Now, you may be asking, how is this related to Catholicism? One major component of Catholic Social Teaching is “the common good.” The Compendium of the Social Doctrine of the Church defines “common good” as “the sum total of social conditions which allow people, either as groups or as individuals, to reach their fulfilment more fully and more easily” (346). I think conservation of energy prices would benefit the common good, locally, nationally, and even globally, allowing people to reach their fulfillment more easily. The Catholic Bishops of England and Wales say as much, although their reasoning is focused more on the environmental impact of using too much energy: “Our environmental “common goods” are not only available for careful use and enjoyment today, but are held in trust for the use and enjoyment of future generations…In recent years one of the prime duties of public authorities has become the careful conservation of this environmental dimension of the “common good.”
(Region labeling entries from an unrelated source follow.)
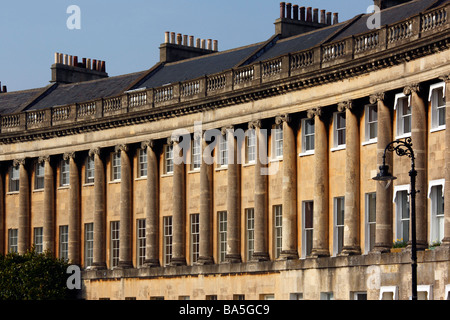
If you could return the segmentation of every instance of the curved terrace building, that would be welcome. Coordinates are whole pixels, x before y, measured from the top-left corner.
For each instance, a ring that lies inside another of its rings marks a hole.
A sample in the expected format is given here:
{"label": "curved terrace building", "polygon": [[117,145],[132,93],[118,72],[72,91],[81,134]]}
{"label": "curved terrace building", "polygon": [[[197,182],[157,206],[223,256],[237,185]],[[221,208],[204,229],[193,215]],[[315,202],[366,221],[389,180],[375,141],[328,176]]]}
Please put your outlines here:
{"label": "curved terrace building", "polygon": [[0,252],[51,250],[93,300],[406,300],[410,159],[372,178],[411,138],[419,298],[447,299],[450,1],[375,4],[281,3],[227,51],[168,32],[122,76],[57,53],[47,87],[3,88]]}

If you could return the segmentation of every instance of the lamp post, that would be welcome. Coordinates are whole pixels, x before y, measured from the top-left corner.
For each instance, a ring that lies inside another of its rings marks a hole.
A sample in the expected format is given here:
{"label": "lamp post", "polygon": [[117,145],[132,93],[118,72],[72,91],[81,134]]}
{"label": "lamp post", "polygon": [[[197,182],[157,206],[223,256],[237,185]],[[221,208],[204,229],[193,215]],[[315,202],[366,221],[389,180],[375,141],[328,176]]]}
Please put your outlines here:
{"label": "lamp post", "polygon": [[408,156],[411,159],[411,269],[412,269],[412,300],[417,300],[417,243],[416,243],[416,177],[417,171],[415,169],[415,157],[412,149],[411,138],[404,140],[395,140],[390,142],[383,153],[383,164],[380,166],[380,172],[373,180],[379,182],[388,182],[397,179],[389,173],[389,166],[386,165],[386,153],[394,152],[398,156]]}

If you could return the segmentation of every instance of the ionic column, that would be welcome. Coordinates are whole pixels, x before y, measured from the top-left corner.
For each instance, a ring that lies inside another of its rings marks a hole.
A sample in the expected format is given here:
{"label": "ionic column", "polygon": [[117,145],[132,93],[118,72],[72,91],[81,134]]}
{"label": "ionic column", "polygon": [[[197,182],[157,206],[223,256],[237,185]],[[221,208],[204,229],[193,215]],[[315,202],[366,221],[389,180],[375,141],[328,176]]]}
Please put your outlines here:
{"label": "ionic column", "polygon": [[44,232],[43,249],[55,252],[55,176],[50,156],[40,157],[44,162]]}
{"label": "ionic column", "polygon": [[239,253],[239,164],[237,163],[237,147],[234,128],[222,129],[227,135],[228,170],[227,170],[227,252],[228,263],[241,262]]}
{"label": "ionic column", "polygon": [[449,128],[445,130],[445,188],[444,188],[444,239],[441,247],[450,248],[450,75],[441,79],[445,81],[445,123]]}
{"label": "ionic column", "polygon": [[146,214],[146,248],[145,261],[147,267],[159,267],[159,192],[158,192],[158,159],[153,140],[143,142],[142,149],[147,150],[147,214]]}
{"label": "ionic column", "polygon": [[213,161],[211,146],[202,137],[202,163],[200,165],[200,248],[197,264],[213,264],[212,248],[212,203],[213,203]]}
{"label": "ionic column", "polygon": [[92,268],[106,269],[105,165],[101,149],[89,151],[94,156],[94,250]]}
{"label": "ionic column", "polygon": [[17,250],[24,254],[30,249],[30,182],[25,159],[14,160],[19,166],[19,234]]}
{"label": "ionic column", "polygon": [[186,265],[185,213],[186,181],[183,149],[179,141],[173,141],[173,216],[172,216],[172,259],[170,265]]}
{"label": "ionic column", "polygon": [[252,122],[256,136],[255,160],[255,248],[252,261],[270,260],[267,243],[267,130],[261,121]]}
{"label": "ionic column", "polygon": [[132,207],[131,207],[131,163],[128,145],[118,145],[120,152],[120,229],[119,264],[122,269],[132,268]]}
{"label": "ionic column", "polygon": [[[386,146],[392,141],[392,119],[389,107],[385,104],[385,94],[378,93],[370,97],[370,103],[377,104],[378,138],[377,169],[383,164]],[[386,153],[386,164],[392,169],[392,153]],[[389,252],[392,248],[392,185],[387,189],[376,184],[376,227],[373,252]]]}
{"label": "ionic column", "polygon": [[345,214],[344,246],[341,255],[361,254],[359,245],[359,126],[354,113],[353,102],[347,101],[338,106],[345,110]]}
{"label": "ionic column", "polygon": [[75,162],[75,152],[65,153],[69,160],[69,261],[81,263],[81,216],[80,216],[80,176]]}
{"label": "ionic column", "polygon": [[328,244],[328,138],[322,108],[308,111],[315,117],[315,166],[314,166],[314,212],[313,248],[311,257],[330,256]]}
{"label": "ionic column", "polygon": [[291,117],[276,117],[277,125],[283,124],[282,171],[282,247],[281,259],[298,259],[297,249],[297,149]]}
{"label": "ionic column", "polygon": [[[420,85],[413,84],[404,88],[405,95],[411,95],[411,139],[416,157],[416,239],[417,249],[428,248],[427,237],[427,110],[428,105],[420,95]],[[411,241],[410,241],[411,242]]]}

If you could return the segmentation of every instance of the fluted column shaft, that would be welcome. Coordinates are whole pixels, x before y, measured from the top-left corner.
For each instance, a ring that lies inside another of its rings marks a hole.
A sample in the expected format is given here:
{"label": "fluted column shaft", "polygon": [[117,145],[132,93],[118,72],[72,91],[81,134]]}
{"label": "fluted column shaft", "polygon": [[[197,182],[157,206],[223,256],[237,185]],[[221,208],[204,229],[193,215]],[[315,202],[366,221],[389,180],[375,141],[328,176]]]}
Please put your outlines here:
{"label": "fluted column shaft", "polygon": [[328,244],[328,138],[327,127],[322,109],[308,113],[314,116],[315,128],[315,166],[314,166],[314,212],[313,212],[313,249],[312,257],[330,255]]}
{"label": "fluted column shaft", "polygon": [[[377,167],[383,164],[386,146],[392,141],[392,118],[389,107],[385,103],[385,94],[377,93],[370,97],[372,104],[377,104],[378,137]],[[392,168],[392,153],[386,153],[386,165]],[[376,227],[374,252],[388,252],[392,247],[392,185],[387,189],[376,184]]]}
{"label": "fluted column shaft", "polygon": [[288,114],[275,119],[283,125],[282,247],[281,259],[298,259],[297,249],[297,149]]}
{"label": "fluted column shaft", "polygon": [[120,229],[119,268],[132,268],[132,202],[131,202],[131,162],[128,146],[116,147],[120,152]]}
{"label": "fluted column shaft", "polygon": [[30,249],[30,183],[25,159],[15,161],[19,165],[19,234],[17,250],[24,254]]}
{"label": "fluted column shaft", "polygon": [[185,255],[185,213],[186,181],[185,161],[181,145],[173,141],[173,216],[172,216],[172,259],[173,266],[186,265]]}
{"label": "fluted column shaft", "polygon": [[444,188],[444,239],[442,247],[450,247],[450,75],[443,77],[446,83],[445,94],[445,188]]}
{"label": "fluted column shaft", "polygon": [[70,263],[81,263],[81,215],[80,215],[80,176],[75,153],[64,154],[69,160],[69,246]]}
{"label": "fluted column shaft", "polygon": [[144,264],[158,267],[159,263],[159,192],[158,192],[158,159],[154,141],[142,143],[147,150],[147,215],[146,215],[146,251]]}
{"label": "fluted column shaft", "polygon": [[55,252],[55,175],[50,156],[40,158],[44,161],[44,251]]}
{"label": "fluted column shaft", "polygon": [[100,148],[89,151],[94,156],[94,269],[106,268],[105,165]]}
{"label": "fluted column shaft", "polygon": [[344,246],[341,254],[354,255],[361,253],[359,245],[359,126],[352,101],[341,104],[339,109],[345,110],[346,119]]}
{"label": "fluted column shaft", "polygon": [[414,84],[404,89],[406,95],[411,95],[411,139],[413,143],[416,177],[416,240],[417,249],[427,248],[427,105],[421,97],[420,86]]}
{"label": "fluted column shaft", "polygon": [[254,121],[256,136],[255,160],[255,247],[254,261],[270,259],[267,243],[267,130],[261,129],[261,121]]}
{"label": "fluted column shaft", "polygon": [[202,138],[202,163],[200,165],[200,248],[198,264],[213,264],[212,254],[212,195],[213,195],[213,158],[211,147]]}
{"label": "fluted column shaft", "polygon": [[228,170],[227,170],[227,251],[225,260],[229,263],[241,262],[239,253],[239,165],[234,128],[223,130],[227,135]]}

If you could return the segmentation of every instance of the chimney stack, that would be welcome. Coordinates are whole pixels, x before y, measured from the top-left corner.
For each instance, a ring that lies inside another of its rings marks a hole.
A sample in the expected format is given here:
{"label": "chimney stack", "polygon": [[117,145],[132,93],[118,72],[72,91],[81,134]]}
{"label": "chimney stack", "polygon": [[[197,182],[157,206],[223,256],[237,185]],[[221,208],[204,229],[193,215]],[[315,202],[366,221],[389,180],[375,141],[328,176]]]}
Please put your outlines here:
{"label": "chimney stack", "polygon": [[76,83],[108,77],[105,61],[90,58],[82,61],[79,63],[77,56],[56,52],[50,82]]}

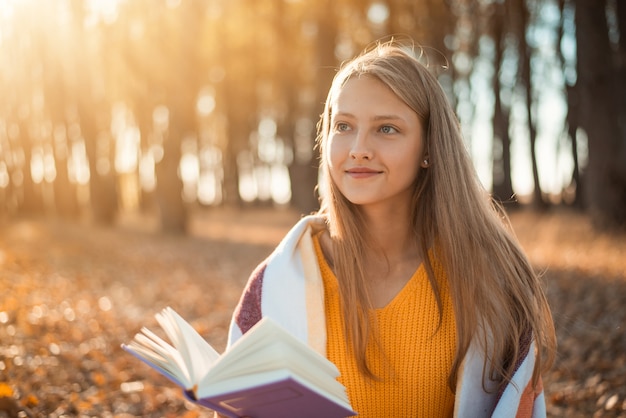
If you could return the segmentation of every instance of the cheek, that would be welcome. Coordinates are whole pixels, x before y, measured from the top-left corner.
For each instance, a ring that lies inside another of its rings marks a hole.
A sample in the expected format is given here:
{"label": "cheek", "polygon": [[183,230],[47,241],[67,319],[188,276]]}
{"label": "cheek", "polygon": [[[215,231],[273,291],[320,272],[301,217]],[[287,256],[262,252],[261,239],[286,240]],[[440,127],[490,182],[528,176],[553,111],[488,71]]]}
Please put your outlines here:
{"label": "cheek", "polygon": [[339,169],[341,166],[341,162],[343,160],[342,155],[343,150],[341,149],[339,142],[334,141],[332,136],[329,137],[324,158],[326,159],[326,165],[328,165],[328,169],[331,173],[333,170]]}

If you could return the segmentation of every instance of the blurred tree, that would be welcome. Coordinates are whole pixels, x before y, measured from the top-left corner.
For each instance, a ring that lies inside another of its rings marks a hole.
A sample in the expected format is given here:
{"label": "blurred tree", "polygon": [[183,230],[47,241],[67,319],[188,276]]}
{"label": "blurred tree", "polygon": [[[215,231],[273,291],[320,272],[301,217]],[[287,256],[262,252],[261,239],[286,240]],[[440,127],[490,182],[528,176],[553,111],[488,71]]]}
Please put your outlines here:
{"label": "blurred tree", "polygon": [[[509,106],[502,103],[502,96],[506,94],[500,79],[502,77],[503,61],[507,48],[508,31],[511,27],[509,8],[504,3],[492,4],[491,32],[494,40],[494,74],[492,78],[494,96],[493,114],[493,166],[492,166],[492,193],[501,202],[512,203],[513,183],[511,181],[511,137],[509,135]],[[506,86],[507,88],[509,86]],[[513,201],[514,202],[514,201]]]}
{"label": "blurred tree", "polygon": [[[116,33],[111,24],[98,22],[88,27],[86,3],[73,0],[72,54],[68,59],[75,69],[71,91],[75,103],[80,136],[85,144],[89,165],[89,207],[98,223],[112,224],[118,208],[117,187],[114,170],[114,144],[110,132],[112,65],[119,58]],[[105,42],[108,40],[110,43]],[[107,92],[109,94],[107,94]]]}
{"label": "blurred tree", "polygon": [[[607,2],[576,0],[575,4],[578,115],[589,137],[589,160],[584,174],[586,205],[597,225],[623,227],[626,225],[626,135],[620,129],[623,90],[619,86],[624,79],[624,67],[616,60],[609,39]],[[619,16],[623,17],[623,9],[620,10]],[[617,50],[623,51],[623,47]]]}

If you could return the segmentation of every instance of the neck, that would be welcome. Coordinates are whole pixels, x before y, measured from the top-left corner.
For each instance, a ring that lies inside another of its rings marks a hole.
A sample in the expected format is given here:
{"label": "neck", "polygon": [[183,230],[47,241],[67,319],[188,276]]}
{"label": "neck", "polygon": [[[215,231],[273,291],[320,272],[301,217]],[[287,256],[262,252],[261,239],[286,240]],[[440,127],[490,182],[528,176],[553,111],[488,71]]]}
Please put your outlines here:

However, Americans (and most Westerners) live in an interesting situation. We have so much compared to the rest of the world, and in a way, if we had “satisfied minds,” we could easily sacrifice certain things in our lives and afford the current prices of energy, energy we need to work and live. Sadly, in this country, when we speak of being unable to afford basic needs, this can sometimes mean “after buying two cell phones, subscribing to cable, and eating out three nights a week, there is no money left over to pay for health care.” A gentleman I work with who is on public assistance was lamenting the high cost of cable and cigarettes. I told him I couldn’t afford cable since I was getting ready to start a family. I think he was a bit surprised that someone in 2008 would dare not consider cable an essential. My basic point, I guess, is that in this country many expect to have their cakes and eat it too. Nonetheless, I think conserving energy would benefit the common good in so many ways: less pollution, less wear-and-tear on roads, less energy costs for all of us, but especially the poor, less exploitation of the poor overseas, less support of oppressive and totalitarian regimes throughout the world, and less chance that our oil addiction is funding our enemies who plan our downfall. Of course, some would say that high prices themselves benefit the common good, as they may cause us to conserve more, explore alternatives, develop more efficient vehicles, and so forth, so this is a complex issue. Nonetheless, I can’t see how conservation of limited resources is ever bad. So, without getting into global warming or environmentalism or any other “hot button” issue at this time, I think that taking basic steps to save energy, even going as far as to (gasp) sacrifice, would benefit the common good, especially the truly poor among us. I am not an economist, and I am aware that there are other views on these issues, so please contribute to this discussion in the comments!